Recently, I was out and about reading my Kindle when someone asked me how I liked it. I enthusiastically replied that I liked it quite a bit, much more than I thought I would. The person shook their head and said, “But there’s something about the feel of a book.”

 I don’t disagree, but here’s the thing; the revolution will happen whether we want it to or not. How many of us out there said we’d never buy a Blackberry, iPod or DVD player? Can you imagine still sitting in your house with a beeper, Sony Discman and a VCR?

I certainly never thought I’d buy a Kindle. I was a book person dammit! I worked in a bookstore for over five years and my bookshelves are crammed with more books than I’ll read in this lifetime or the next. I believed in the purity and sanctity of the paper page and there’d be no prying books out of my cold, dead fingers.
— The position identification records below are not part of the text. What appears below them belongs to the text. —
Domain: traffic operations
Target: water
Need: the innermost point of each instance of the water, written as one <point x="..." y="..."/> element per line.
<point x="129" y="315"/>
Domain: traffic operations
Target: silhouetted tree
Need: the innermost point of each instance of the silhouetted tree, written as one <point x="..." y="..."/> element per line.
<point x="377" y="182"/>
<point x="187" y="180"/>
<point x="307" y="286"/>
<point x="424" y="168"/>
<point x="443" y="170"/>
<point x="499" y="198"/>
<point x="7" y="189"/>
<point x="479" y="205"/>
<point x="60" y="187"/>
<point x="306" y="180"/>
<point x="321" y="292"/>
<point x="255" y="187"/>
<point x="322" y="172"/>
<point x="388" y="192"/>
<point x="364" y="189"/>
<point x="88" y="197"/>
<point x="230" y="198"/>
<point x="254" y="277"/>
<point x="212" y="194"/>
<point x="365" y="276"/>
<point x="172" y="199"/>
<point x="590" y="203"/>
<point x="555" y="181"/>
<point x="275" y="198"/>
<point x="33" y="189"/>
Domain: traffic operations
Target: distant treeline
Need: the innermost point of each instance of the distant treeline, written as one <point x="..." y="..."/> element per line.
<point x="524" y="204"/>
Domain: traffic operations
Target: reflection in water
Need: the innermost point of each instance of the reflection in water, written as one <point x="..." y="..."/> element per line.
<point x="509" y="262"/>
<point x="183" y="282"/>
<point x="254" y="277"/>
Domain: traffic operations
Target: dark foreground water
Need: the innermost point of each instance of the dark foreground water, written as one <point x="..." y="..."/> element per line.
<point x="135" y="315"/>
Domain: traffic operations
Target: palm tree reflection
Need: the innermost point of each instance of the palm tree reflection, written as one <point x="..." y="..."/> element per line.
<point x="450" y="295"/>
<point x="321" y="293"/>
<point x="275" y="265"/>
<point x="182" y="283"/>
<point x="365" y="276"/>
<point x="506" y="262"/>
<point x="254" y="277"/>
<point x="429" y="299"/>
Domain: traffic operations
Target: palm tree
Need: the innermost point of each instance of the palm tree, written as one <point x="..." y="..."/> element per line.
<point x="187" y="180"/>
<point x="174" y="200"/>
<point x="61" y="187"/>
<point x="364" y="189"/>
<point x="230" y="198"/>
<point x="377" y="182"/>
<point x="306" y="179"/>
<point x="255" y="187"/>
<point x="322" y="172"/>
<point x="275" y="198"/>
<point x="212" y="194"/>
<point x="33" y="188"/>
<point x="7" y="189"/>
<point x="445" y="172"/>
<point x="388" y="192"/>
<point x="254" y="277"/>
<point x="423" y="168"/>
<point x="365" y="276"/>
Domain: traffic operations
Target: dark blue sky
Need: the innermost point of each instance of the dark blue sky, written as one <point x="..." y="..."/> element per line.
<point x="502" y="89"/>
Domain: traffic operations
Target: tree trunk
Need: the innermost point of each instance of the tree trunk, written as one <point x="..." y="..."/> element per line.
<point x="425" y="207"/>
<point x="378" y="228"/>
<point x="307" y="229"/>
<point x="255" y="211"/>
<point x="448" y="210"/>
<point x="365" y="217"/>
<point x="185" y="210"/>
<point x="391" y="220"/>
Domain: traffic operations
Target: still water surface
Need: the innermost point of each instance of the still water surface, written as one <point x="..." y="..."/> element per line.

Well, when I decided I would be uploading my books to Kindle, I pretty much had to get with the program and buy one. And I’m glad I did. I can check out books from the public library, download audio books, magazines and newspapers. When I signed up for Joy Fielding’s class, we were all instructed to read three of her books beforehand, as they would be discussed. I already owned two of them, but couldn’t find the third at any of the four bookstores I went to (not even at the library). Rather than put it on special order, I bought the eBook version from the comfort of my couch.


Easy breezy.

The fact is, I still buy physical books. Quite a few of them. In the past three months alone, I’ve purchased Andy Cohen’s “Most Talkative,” “Skinnydipping” by Bethenny Frankel, Gillian Flynn’s “Gone Girl,” and over the weekend, I happened upon a rare books dealer where I purchased a perfectly trashy-sounding book from 1966 called “Doctors’ Wives” that I look forward to toting to the beach.

I’ll still ask my family for books as gifts for Christmas and Birthdays. I’ll still reread my paperback copies of “Catcher in the Rye” and “Their Eyes Were Watching God,” as I’ve done several times over the years. But the truth is, technology is inevitable, as we’ve seen in virtually every other aspect of entertainment. The train is speeding down the track and we can either get on or let it pass us by. Books are the last frontier to be conquered by technology.

Just think—in the next 20 years, people might be saying, “But there’s something about the feel of a Kindle.”